O Dr. Jorge V. é um homem cansado. Gostava de o poder descrever melhor, mas corria o risco de mentir. Ele num momento é uma coisa, no seguinte já é outra, estaria permanentemente no limiar da falha: quando o encontrasse, ele já não era o que eu tinha conseguido reter.
Enquanto ele observa a mulher que à sua frente olha fixamente o lápis sobre a mesa, nós observamo-lo a ele. Este ciclo de predadores e presas já o interessou de forma muito apaixonada; agora cansa-o como as demais coisas.
Foi assim com a música.

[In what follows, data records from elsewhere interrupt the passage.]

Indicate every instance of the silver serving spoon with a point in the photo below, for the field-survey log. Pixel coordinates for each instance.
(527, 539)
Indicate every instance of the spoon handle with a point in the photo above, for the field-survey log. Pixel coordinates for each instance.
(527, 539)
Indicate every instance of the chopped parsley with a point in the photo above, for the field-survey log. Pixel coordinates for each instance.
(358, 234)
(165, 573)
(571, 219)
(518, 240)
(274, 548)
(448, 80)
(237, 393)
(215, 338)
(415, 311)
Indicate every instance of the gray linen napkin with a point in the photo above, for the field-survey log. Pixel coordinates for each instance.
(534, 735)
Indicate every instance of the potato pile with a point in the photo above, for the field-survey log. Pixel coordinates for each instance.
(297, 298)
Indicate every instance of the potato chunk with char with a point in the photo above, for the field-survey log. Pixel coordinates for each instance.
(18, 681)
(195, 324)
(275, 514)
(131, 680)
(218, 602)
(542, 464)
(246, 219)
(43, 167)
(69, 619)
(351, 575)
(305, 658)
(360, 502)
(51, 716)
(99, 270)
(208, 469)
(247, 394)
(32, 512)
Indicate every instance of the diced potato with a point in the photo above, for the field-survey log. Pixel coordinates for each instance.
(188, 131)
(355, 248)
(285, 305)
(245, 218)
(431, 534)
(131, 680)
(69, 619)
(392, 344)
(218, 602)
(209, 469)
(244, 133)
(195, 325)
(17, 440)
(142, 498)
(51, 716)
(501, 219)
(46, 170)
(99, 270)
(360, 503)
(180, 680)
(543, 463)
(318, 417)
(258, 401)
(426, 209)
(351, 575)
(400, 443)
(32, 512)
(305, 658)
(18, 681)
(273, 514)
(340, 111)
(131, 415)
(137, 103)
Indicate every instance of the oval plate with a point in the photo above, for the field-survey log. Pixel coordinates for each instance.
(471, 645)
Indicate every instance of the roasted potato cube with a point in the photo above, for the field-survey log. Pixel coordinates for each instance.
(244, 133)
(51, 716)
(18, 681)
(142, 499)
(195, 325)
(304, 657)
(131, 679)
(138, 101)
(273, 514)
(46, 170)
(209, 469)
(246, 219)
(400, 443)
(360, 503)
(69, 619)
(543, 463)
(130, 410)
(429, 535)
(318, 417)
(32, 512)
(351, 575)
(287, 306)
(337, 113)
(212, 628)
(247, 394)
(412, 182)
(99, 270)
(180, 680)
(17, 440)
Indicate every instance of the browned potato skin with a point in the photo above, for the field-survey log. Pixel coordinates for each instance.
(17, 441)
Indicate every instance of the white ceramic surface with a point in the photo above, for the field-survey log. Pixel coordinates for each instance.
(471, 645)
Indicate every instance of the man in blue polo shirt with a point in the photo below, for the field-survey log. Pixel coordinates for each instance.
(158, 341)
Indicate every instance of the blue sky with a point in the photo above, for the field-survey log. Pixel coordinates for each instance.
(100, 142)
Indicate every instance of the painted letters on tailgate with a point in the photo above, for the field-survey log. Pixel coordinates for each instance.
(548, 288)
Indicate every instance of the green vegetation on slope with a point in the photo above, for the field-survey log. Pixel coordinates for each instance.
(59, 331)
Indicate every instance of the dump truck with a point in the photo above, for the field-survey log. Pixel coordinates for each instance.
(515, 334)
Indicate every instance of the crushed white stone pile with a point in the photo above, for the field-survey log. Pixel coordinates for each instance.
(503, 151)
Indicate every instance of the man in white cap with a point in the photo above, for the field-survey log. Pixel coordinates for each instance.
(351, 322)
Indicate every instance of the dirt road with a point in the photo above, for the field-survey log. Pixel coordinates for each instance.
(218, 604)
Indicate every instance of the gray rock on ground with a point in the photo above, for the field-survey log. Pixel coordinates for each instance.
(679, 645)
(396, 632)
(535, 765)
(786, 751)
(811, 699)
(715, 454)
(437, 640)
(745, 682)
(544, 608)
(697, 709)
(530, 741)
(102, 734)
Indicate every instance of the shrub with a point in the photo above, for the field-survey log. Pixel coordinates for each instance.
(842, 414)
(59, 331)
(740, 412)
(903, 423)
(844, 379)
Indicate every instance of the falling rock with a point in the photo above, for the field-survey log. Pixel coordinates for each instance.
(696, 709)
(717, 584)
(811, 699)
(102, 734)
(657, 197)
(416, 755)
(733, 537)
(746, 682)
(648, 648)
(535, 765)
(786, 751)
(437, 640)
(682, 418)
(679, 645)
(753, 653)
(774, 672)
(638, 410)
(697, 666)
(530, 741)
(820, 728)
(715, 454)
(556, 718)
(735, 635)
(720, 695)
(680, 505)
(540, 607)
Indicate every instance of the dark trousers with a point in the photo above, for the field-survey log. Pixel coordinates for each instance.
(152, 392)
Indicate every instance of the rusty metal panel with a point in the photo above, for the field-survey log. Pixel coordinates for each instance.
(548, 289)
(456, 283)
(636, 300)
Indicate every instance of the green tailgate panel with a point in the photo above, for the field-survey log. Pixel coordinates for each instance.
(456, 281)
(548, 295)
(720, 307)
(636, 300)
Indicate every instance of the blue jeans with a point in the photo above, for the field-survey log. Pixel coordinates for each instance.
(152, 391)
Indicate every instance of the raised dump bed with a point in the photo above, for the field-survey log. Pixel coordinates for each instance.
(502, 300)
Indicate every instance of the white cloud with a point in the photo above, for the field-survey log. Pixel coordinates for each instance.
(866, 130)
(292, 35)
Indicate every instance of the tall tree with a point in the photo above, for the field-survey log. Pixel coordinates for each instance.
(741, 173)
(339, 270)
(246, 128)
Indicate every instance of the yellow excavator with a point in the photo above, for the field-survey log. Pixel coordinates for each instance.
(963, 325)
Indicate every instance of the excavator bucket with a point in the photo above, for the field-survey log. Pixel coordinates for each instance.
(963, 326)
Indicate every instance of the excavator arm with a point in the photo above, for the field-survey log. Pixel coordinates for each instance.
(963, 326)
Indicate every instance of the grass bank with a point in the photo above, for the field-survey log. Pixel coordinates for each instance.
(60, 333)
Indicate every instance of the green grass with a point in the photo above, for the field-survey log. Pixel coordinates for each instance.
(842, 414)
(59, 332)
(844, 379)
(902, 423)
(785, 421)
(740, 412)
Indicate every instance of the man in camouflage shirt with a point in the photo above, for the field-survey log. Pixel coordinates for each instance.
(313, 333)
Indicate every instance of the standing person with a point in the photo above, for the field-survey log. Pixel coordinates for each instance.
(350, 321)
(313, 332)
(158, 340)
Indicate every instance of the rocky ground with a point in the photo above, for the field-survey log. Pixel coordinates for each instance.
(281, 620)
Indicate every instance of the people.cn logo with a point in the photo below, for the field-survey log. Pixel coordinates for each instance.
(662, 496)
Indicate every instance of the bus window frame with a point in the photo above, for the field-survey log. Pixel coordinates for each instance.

Quem o tenha conhecido há vinte anos não acreditará que ele agora ouve música comercial na rádio e quer conhecer os êxitos do momento para vencer competições contra si próprio.
Foi assim também com a medicina. O tempo em que andava obstinadamente às voltas no seu quarto, entusiasmado com a resolução de um problema, não parece seu e essas voltas não pertencem ao passado do seu corpo.
O Dr. V. diz qualquer coisa à sua paciente mas fá-lo muito baixo. Faz-lhe uma pergunta.
Pensa, entretanto, que ela é bonita e que, estranhamente, não se sente atraído por ela.
Adivinha o início da música seguinte e pensa que aquela música nunca poderia ser cantada por esta mulher. E pensa, novamente, nas realidades paralelas. Ele, a paciente e a cantora, alinhados – três realidades que nunca se tocam por mais que se prolonguem no infinito. A matemática aplica-se à música, à medicina, mas não ao mundo interior, propõe, intimamente. Ele, a paciente e a cantora, a girar sobre si mesmos num espaço negro e silencioso. Se eles trocarem partes do corpo, entre si, enquanto giram nesse imenso céu nocturno - ele com uma perna da paciente, com um braço da cantora - continuam a ser quem são: médico, paciente e cantora? Se ele tomar o rosto da paciente, continua a ser o Dr. V. ou é uma mulher bonita? E se a paciente receber a voz da cantora, é a cantora?